6. Il résulte de ce qui précède, sans qu'il soit besoin d'examiner les autres moyens, que M. A est fondé à demander l'annulation de l'arrêté du 13 octobre 2023 par lequel le préfet des Hautes-Alpes l'a obligé à quitter le territoire français sans délai. Par voie de conséquence, les décisions portant refus de délai de départ volontaire, fixant le pays de renvoi et prononçant une interdiction de retour doivent être annulées, en ce qu'elles sont dépourvues de base légale.

Sur les conclusions à fin d'injonction :

7. Le présent jugement, implique seulement que le préfet réexamine la situation de M. A au regard du motif d'annulation retenu. Il y a lieu d'enjoindre au préfet des Hautes-Alpes d'y procéder dans le délai d'un mois à compter de la notification du présent jugement.

8. Aux termes de l'article L 613-5 du code de l'entrée et du séjour des étrangers et du droit d'asile : " L'étranger auquel est notifiée une interdiction de retour sur le territoire français est informé qu'il fait l'objet d'un signalement aux fins de non-admission dans le système d'information Schengen, conformément à l'article 24 du règlement (UE) n° 2018/1861 du Parlement européen et du Conseil du 28 novembre 2018 sur l'établissement, le fonctionnement et l'utilisation du système d'information Schengen (SIS) dans le domaine des vérifications aux frontières, modifiant la convention d'application de l'accord de Schengen et modifiant et abrogeant le règlement (CE) n° 1987/2006. (). Les modalités de suppression du signalement de l'étranger en cas d'annulation ou d'abrogation de l'interdiction de retour sont fixées par voie réglementaire ". Selon l'article R. 613-7 du même code : " Les modalités de suppression du signalement d'un étranger effectué au titre d'une décision d'interdiction de retour sont celles qui s'appliquent, en vertu de l'article 7 du décret n° 2010-569 du 28 mai 2010 relatif au fichier des personnes recherchées, aux cas d'extinction du motif d'inscription dans ce traitement ". Enfin, l'article 7 du décret du 28 mai 2010 précise que : " Les données à caractère personnel enregistrées dans le fichier sont effacées sans délai en cas d'aboutissement de la recherche ou d'extinction du motif de l'inscription. Les données enregistrées au titre du 5° du IV de l'article 2 sont effacées, au plus tard, trois ans après la date à laquelle l'obligation de quitter le territoire français a été signée. / La mise à jour des données enregistrées est réalisée, à l'initiative de l'autorité ayant demandé l'inscription au fichier ou, le cas échéant, du gestionnaire du fichier judiciaire national automatisé des auteurs d'infractions sexuelles ou violentes et du gestionnaire du fichier judiciaire national automatisé des auteurs d'infractions terroristes, par les services ayant procédé à l'enregistrement des données en application des dispositions de l'article 4 ".
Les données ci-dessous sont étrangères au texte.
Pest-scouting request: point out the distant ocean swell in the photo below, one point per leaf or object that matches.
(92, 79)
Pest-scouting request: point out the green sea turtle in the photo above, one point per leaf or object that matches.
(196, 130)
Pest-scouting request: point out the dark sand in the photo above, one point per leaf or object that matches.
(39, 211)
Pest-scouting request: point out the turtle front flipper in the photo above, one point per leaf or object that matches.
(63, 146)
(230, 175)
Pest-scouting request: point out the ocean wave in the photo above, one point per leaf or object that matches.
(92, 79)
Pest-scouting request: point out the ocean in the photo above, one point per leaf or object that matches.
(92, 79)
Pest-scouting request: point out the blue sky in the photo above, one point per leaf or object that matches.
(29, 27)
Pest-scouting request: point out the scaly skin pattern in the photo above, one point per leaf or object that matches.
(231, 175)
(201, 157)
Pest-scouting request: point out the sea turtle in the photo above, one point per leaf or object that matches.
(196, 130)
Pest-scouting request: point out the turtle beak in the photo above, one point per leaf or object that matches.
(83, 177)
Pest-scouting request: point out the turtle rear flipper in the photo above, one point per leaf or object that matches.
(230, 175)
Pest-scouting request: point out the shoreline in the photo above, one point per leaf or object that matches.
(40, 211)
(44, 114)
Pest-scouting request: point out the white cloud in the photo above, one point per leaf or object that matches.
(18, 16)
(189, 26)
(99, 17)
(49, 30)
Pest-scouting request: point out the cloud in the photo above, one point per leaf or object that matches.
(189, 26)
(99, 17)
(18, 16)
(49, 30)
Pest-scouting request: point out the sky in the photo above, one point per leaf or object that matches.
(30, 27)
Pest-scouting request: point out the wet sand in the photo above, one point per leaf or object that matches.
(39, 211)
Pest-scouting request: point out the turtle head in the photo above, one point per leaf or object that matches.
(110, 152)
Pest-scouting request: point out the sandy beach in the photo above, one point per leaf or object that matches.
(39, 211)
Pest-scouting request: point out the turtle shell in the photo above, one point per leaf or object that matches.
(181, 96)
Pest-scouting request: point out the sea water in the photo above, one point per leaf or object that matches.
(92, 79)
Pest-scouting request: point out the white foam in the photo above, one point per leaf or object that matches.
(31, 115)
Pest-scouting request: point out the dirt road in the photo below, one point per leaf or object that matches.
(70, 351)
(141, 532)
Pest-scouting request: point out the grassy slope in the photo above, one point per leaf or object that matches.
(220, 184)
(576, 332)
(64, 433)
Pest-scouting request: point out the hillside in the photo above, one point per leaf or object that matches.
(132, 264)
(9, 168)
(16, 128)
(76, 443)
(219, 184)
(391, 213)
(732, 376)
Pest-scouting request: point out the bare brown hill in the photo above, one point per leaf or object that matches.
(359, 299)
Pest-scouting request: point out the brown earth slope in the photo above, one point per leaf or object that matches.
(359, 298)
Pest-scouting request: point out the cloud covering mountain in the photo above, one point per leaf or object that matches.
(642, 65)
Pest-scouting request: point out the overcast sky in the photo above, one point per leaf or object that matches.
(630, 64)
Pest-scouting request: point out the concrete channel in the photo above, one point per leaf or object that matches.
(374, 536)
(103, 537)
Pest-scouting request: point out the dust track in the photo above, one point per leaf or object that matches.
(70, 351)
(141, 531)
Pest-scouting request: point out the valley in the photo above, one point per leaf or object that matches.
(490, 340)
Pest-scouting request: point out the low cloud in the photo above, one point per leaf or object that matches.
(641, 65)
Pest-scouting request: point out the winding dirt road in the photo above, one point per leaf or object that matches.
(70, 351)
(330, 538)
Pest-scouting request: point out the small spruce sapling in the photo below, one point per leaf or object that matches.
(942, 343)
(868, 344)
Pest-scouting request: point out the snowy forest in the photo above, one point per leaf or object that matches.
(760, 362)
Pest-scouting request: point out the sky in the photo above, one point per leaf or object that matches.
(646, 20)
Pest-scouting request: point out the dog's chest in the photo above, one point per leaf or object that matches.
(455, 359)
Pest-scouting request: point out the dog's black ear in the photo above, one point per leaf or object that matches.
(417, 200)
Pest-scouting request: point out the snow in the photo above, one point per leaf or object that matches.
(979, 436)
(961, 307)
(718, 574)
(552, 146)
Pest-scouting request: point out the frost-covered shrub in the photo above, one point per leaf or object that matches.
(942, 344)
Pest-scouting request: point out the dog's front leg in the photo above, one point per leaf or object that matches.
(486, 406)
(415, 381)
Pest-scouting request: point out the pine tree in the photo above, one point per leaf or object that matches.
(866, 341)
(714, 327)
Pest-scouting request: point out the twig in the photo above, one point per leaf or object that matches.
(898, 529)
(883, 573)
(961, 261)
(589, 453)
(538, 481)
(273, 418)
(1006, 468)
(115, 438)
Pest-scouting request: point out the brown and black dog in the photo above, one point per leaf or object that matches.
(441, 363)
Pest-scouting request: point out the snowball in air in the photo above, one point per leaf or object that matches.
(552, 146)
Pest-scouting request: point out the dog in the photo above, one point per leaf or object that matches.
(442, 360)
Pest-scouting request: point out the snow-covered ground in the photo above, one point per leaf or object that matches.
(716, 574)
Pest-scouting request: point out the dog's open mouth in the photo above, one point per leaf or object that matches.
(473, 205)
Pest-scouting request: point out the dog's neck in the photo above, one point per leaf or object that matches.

9. Il résulte des dispositions précitées qu'il appartient à l'administration, dans le cas où M. A aurait été signalé aux fins de non-admission dans le système d'information Schengen, de procéder sans délai à l'effacement de ce signalement. Par suite, il y a lieu d'enjoindre au préfet des Hautes-Alpes de prendre, sans délai, toute mesure propre à mettre fin, le cas échéant, au signalement de M. A dans le système d'information Schengen procédant de la décision portant interdiction de retour, qui a été annulée au point 5.

Sur les frais liés au litige :

10. Aux termes de l'article L. 761-1 du code de justice administrative : " () Dans toutes les instances, le juge condamne la partie tenue aux dépens ou, à défaut, la partie perdante à payer à l'autre partie la somme qu'il détermine, au titre des frais exposés et non compris dans les dépens. Le juge tient compte de l'équité ou de la situation économique de la partie condamnée. Il peut, même d'office, pour des raisons tirées des mêmes considérations, dire qu'il n'y a pas lieu à cette condamnation. ".

11. M. A a obtenu le bénéfice de l'aide juridictionnelle provisoire. Par suite, son avocate peut se prévaloir des dispositions de l'article L. 761-1 du code de justice administrative et du deuxième alinéa de l'article 37 de la loi du 10 juillet 1991. Il y a lieu, dans les circonstances de l'espèce, et sous réserve que Me Claire Bruggiamosca, avocate de M. A, renonce à percevoir la somme correspondant à la part contributive de l'État et sous réserve de l'admission définitive de son client à l'aide juridictionnelle, de mettre à la charge de l'État le versement de 1 000 euros à Me Bruggiamosca.

D E C I D E :

Article 1er : M. A est admis au bénéfice de l'aide juridictionnelle provisoire.

Article 2 : L'arrêté du préfet des Hautes-Alpes en date du 13 octobre 2023 est annulé.

Article 3 : Il est enjoint au préfet des Hautes-Alpes de réexaminer la situation de M. A, dans un délai d'un mois à compter de la notification du jugement.

Article 4 : Il est enjoint au préfet des Hautes-Alpes de prendre, sans délai, toute mesure propre à mettre fin au signalement de M. A dans le système d'information Schengen.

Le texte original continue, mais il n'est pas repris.